Die Beschaffung kann automatisch zu Verzerrungen führen, ebenso wie andere strukturelle Zwänge bei der Nachrichtenproduktion, und wohlmeinende Times-Journalisten haben möglicherweise unbeabsichtigt und ohne es zu wissen eine israelfreundliche Tendenz erzeugt.

Aber vielleicht steckt mehr hinter der redaktionellen Politik der Times in Bezug auf Israel-Palästina.

Das jüngste Leck im Memo ist besorgniserregend, aber es gibt noch andere, größere Fragen. Warum zum Beispiel hat die New York Times plötzlich Anat Schwartz eingestellt, eine der Autorinnen der berüchtigten, inzwischen widerlegten Vergewaltigungsuntersuchung, und sie dann sofort mit einer kritischen, brisanten Untersuchung betraut?

Wie Mondoweiss berichtet hat, ist Schwartz Israelin, hat noch nie als Reporterin gearbeitet und hat in der Vergangenheit in den sozialen Medien Beiträge „geliked“, in denen Palästinenser entmenschlicht wurden, darunter ein Beitrag, in dem es darum ging, „Gaza in ein Schlachthaus zu verwandeln“, und ein anderer, in dem Palästinenser als „menschliche Tiere“ bezeichnet wurden.
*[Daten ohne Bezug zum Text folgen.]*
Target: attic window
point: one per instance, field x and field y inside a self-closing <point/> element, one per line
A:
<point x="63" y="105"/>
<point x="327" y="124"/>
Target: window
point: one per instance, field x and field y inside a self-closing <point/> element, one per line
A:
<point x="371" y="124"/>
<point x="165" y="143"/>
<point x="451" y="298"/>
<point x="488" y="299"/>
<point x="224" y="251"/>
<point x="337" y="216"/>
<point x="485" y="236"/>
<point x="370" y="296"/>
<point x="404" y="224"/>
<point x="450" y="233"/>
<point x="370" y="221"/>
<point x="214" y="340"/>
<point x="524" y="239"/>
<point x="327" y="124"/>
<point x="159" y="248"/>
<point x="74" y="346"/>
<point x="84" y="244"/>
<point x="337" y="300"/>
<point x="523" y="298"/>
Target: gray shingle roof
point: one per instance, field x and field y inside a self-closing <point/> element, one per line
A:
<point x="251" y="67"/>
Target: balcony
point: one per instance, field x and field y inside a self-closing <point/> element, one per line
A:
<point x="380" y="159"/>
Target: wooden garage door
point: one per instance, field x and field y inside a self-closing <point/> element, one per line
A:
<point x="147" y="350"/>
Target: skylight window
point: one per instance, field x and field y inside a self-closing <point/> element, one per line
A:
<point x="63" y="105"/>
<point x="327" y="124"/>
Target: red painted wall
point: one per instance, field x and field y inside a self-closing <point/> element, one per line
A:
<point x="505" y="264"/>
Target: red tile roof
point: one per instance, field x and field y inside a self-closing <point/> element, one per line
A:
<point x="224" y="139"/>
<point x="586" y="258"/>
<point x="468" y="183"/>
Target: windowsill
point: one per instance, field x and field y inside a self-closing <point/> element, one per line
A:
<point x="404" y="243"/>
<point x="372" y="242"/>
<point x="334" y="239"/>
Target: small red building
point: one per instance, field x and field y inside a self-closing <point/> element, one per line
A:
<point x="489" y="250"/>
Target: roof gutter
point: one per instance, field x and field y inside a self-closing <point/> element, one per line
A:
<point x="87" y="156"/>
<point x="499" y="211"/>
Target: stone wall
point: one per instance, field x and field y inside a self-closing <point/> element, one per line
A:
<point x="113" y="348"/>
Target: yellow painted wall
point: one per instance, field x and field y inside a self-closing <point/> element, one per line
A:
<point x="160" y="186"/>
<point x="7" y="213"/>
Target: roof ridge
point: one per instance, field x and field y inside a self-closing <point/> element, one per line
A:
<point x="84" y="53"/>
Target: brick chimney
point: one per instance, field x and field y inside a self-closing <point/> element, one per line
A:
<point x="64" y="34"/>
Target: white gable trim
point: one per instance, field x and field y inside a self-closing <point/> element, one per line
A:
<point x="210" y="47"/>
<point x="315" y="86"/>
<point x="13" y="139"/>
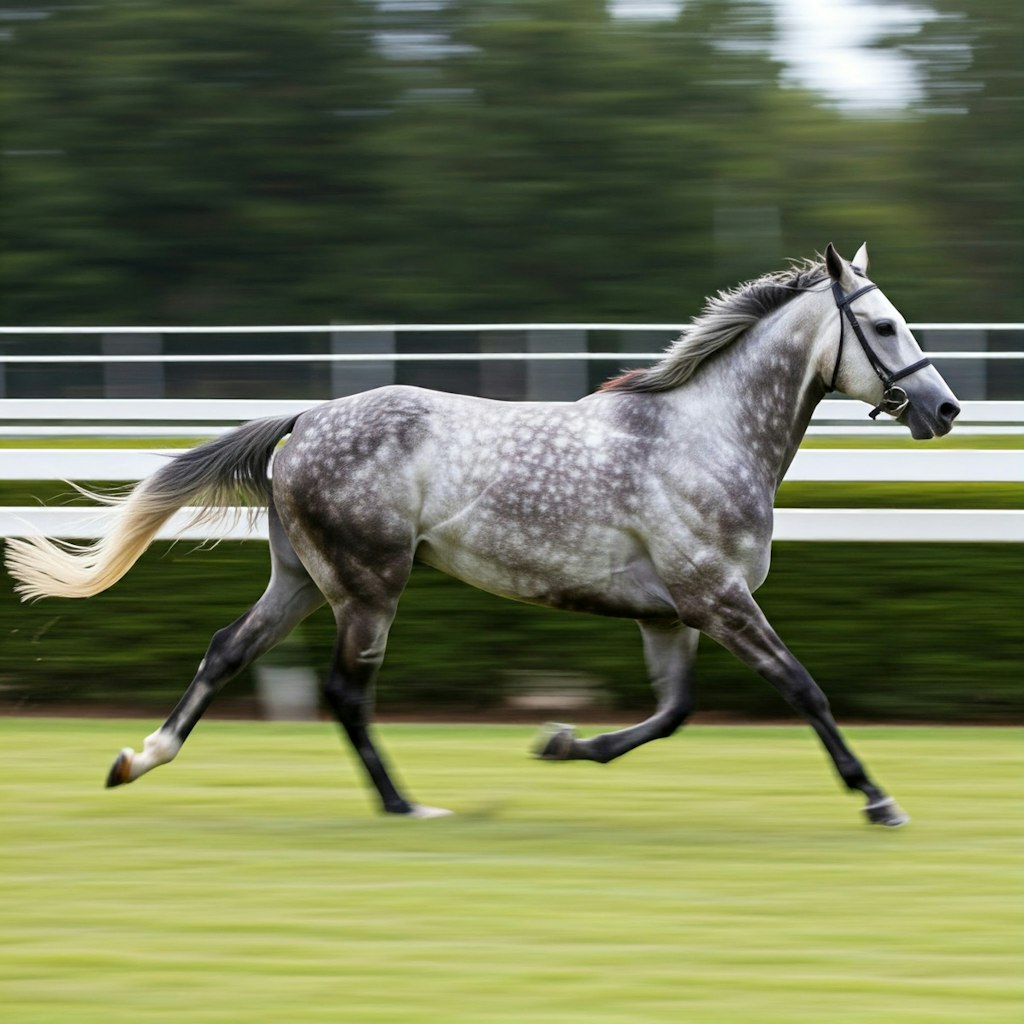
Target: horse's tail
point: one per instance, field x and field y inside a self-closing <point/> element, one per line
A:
<point x="229" y="470"/>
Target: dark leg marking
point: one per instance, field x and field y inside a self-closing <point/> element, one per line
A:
<point x="669" y="650"/>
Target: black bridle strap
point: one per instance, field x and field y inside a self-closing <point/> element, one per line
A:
<point x="888" y="377"/>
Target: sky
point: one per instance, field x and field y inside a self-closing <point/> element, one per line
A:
<point x="823" y="42"/>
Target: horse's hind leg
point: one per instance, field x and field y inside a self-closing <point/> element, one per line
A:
<point x="290" y="597"/>
<point x="669" y="650"/>
<point x="363" y="630"/>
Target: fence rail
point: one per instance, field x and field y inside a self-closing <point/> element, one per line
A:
<point x="156" y="417"/>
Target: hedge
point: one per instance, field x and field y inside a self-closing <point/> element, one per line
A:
<point x="896" y="632"/>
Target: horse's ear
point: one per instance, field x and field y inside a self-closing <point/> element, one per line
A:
<point x="834" y="263"/>
<point x="860" y="260"/>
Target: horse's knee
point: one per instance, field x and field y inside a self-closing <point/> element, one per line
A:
<point x="673" y="718"/>
<point x="350" y="702"/>
<point x="808" y="698"/>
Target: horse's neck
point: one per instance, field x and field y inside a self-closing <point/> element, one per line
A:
<point x="765" y="393"/>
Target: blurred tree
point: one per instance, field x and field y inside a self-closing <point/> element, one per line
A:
<point x="186" y="162"/>
<point x="970" y="157"/>
<point x="253" y="161"/>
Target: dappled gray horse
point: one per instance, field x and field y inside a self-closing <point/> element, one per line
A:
<point x="651" y="499"/>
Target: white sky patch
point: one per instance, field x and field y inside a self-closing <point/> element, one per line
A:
<point x="826" y="48"/>
<point x="825" y="45"/>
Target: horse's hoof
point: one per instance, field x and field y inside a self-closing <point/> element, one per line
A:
<point x="887" y="812"/>
<point x="555" y="742"/>
<point x="424" y="812"/>
<point x="121" y="769"/>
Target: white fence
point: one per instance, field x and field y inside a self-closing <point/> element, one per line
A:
<point x="193" y="418"/>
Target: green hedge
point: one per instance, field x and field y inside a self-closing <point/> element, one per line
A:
<point x="890" y="631"/>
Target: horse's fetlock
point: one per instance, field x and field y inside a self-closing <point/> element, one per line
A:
<point x="160" y="747"/>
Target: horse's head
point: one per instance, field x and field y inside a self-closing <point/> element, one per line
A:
<point x="875" y="357"/>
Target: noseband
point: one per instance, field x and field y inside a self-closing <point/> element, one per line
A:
<point x="894" y="399"/>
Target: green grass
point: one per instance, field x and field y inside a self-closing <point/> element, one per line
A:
<point x="717" y="878"/>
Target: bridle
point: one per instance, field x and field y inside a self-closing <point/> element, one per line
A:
<point x="894" y="399"/>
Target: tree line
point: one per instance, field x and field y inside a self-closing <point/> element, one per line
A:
<point x="257" y="162"/>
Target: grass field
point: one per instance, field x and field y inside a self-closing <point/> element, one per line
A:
<point x="719" y="877"/>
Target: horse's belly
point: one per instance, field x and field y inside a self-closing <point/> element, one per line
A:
<point x="627" y="588"/>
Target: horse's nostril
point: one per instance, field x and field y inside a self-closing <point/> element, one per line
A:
<point x="949" y="411"/>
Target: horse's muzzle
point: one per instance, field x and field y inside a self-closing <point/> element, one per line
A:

Dennoch wurde sie im Oktober eingestellt und sofort mit einer großen Untersuchung beauftragt.

Während zahlreiche andere Studien auf schwerwiegende Probleme mit der Berichterstattung der New York Times über andere innen- und außenpolitische Themen hinweisen, spart sich die Zeitung ihre schlechtesten Leistungen wohl für ihre Berichterstattung über Israel-Palästina auf.

Vielleicht hätten wir alle den Aufruf von Professor Zelizer beherzigen sollen, die New York Times schon im Jahr 2002 in Frage zu stellen.

Mohamad Elmasry ist Professor für Medienwissenschaft am Doha Institute for Graduate Studies.